GLM Focus: India faces big hurdles to LNG ambition

Author: Hendrian Sukardi


SINGAPORE (ICIS)--Indian Oil’s Ennore LNG import terminal this week received a commissioning cargo. It is one of three new Indian import terminals due to start up - albeit with some delays - in 2019.

India wants cars and trucks, power grids and industries to run on gas to curb air pollution, offering LNG sellers a potential bonanza of demand due with the country’s population of more than 1 billion.

But the country faces severe problems such as poor roads and pipeline connections, tax issues, as well as sluggish market reforms on opening up its national gas infrastructure to third-party access.

Pipeline connection problems

To widen the use of gas, India has pushed for private and state-run companies to expand pipeline infrastructure for city-gas distribution networks across the country, making it the fastest growing segment in the past few years.

But connecting coastal LNG terminals to downstream customers by pipelines has been a recurring issue, with delays in securing pipeline routes and local approvals repeatedly hindering fresh LNG import options.

“Some optimal combination of infrastructure network expansion will be needed, as at the moment infrastructure is heavily skewed towards the industrial markets in the west and northwest of the country,” said Anupama Sen, senior research fellow at the Oxford Institute for Energy Studies.

“The increase [in demand] could be capped if the infrastructure expansion to open new markets in the country does not keep pace,” Sen added.

Highlighting the lack of pipeline access in India, some 60% of gas pipeline and distribution infrastructure is located in the western and northern regions.

As a result, 79% of the natural gas used in India is restricted to a handful of India’s 29 states: Gujarat; Maharashtra; Delhi; Uttar Pradesh; Haryana; and Rajasthan.
Lack of tax is biggest hurdle

LNG can be transported in tank containers via inland waterways, coastal shipping, trucks and railway. But the transportation of LNG tank containers by waterways is non-existent in India, said a source from state-owned gas grid operator GAIL.

And India has no rail set up for carrying LNG, and virtually no system of transporting LNG via trucks, partly due to poor roads.

But the biggest hurdle to LNG trucking is the lack of a unified nationwide goods and services tax (GST) rate on LNG shipments.

Sellers now face a confusing mixture of state tax rates between 0% and 25%, making interstate trucking more time-consuming and less profitable.

The Indian Ministry of Road Transport and Highways reported the transportation time for shipment of goods that were included into a nationwide GST scheme that came into effect in 2017 fell by 20%.
Overarching ambitions

Despite these hurdles, LNG developments in India are expected this year.
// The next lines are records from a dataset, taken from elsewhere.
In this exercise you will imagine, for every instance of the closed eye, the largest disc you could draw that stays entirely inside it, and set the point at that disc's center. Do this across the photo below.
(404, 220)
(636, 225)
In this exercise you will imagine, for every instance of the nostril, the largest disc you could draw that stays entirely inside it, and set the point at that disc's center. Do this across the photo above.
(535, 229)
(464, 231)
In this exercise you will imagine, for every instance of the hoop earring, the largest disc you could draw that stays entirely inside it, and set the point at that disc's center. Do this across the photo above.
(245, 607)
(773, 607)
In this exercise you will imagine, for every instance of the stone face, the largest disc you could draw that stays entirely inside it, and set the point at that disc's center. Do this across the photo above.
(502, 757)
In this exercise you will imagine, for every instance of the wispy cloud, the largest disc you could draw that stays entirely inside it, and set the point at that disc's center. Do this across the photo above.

India’s spot LNG demand is likely to increase following the commissioning of the three new import projects and the start-up of a new pipeline connecting Petronet’s Kochi LNG terminal to the main demand centres.

The Ennore, Mundra LNG and H-Energy FSRU project near Mumbai are all expected to be supplied from the spot market.

State-owned Indian Oil has no underlying supply contract for its Ennore LNG facility on the east coast of the country.

The project is likely to be supplied through a series of short and mid-term tenders once starting full commercial operations later this year.

The Mundra LNG project, promoted by the Adani Group, is also likely to be supplied on the basis of short-term volumes.

The facility currently lacks pipeline connections with the main centres of demand. But a connecting pipeline, built by state-owned GSPC, is likely to come onstream at some point later this year.

In addition, Adani is currently in discussions with several suppliers about short-term options for the Indian market.

On top of that, Independent H-Energy is also looking for supplies in addition to the mid-term contract signed with Malaysia’s state-owned PETRONAS.

But the company is yet to aggregate sufficient downstream supply to justify significant new commitments in terms of LNG supplies.

Adani’s total demand will depend on the attractiveness of LNG against competing fuels, such as naphtha and fuel oil.

Any significant fall in crude oil prices could render LNG less attractive.

These projects and dynamics feed into the country’s overall ambition. But the difference between the two obvious major potential LNG growth markets - India and China - is clear, with the latter having a more coordinated approach to infrastructure development and with more momentum on domestic market evolution.

India, already the world’s fourth largest importer of LNG, is aiming to have natural gas account for about 15% of energy demand by 2030 from around 6% now.

New Delhi is also in discussions on setting up India’s first gas trading exchange, but there is no indications of a timeline.

The pace of these developments clearly hinges on the country’s ability to overcome the significant challenges it faces.